SaTC: CORE: Medium: Learning Code(s): Community-Centered Design of Automated Content Moderation

Online platforms bring out the best and worst of free speech: while they help us make connections and share ideas, they can also facilitate hate speech and extremism. Content moderators work to enforce community rules designed to mitigate these negative behaviors, but face a high burden from repeated exposure to toxic content. In principle, automated tools that use natural language processing (NLP) and machine learning (ML) techniques could ease this burden. However, current NLP and ML techniques can be circumvented by determined posters through the use of subtle and coded language, and the moderation tools that use them are often hard for moderators to configure for their community’s norms, policies, and moderation practices. This project leverages the fact that communities already make and enforce diverse speech policies online to 1) teach software to learn nuance from the decisions moderators make in existing communities; 2) support moderators by not only flagging content, but also suggesting decisions and providing explanations for those decisions; and 3) provide auditing tools that help community members know that moderators are acting in accordance with norms and policies. In doing this research, the team will develop tools to support healthier online communities, particularly volunteer-led communities, by strengthening policy enforcement, enabling better working conditions for online moderators (who are often from marginalized communities), creating more flexible software responses to community policies, and supporting adaptability to future regulation of content moderation.

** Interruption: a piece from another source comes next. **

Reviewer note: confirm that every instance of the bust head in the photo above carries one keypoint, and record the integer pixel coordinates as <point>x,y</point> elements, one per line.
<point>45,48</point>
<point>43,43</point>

To achieve these goals, the cross-disciplinary project team is conducting cycles the involve empirical needs-finding studies with moderators, development of NLP and ML-based tools, evaluation, and iterative improvement of those tools. The project’s empirical studies will advance knowledge of how “machine-in-the-loop” moderation (where automated tools make or support moderation decisions) impacts moderator working conditions and online participant experiences, as well as informing evaluation mechanisms for measuring the success of the ML tools at respecting online community policies and identifying unwritten community norms. The project’s design process will make fundamental progress in ML algorithms that learn from few labels using justifications provided by moderators, as well as improving explanations for machine decisions based on human rationales. Together, these advances produce new design methods for ML tools that adapt to complex written policies and identify unwritten social norms, serving multiple stakeholders accountably and transparently.

10/1/2021 - 9/30/2025 (Estimated)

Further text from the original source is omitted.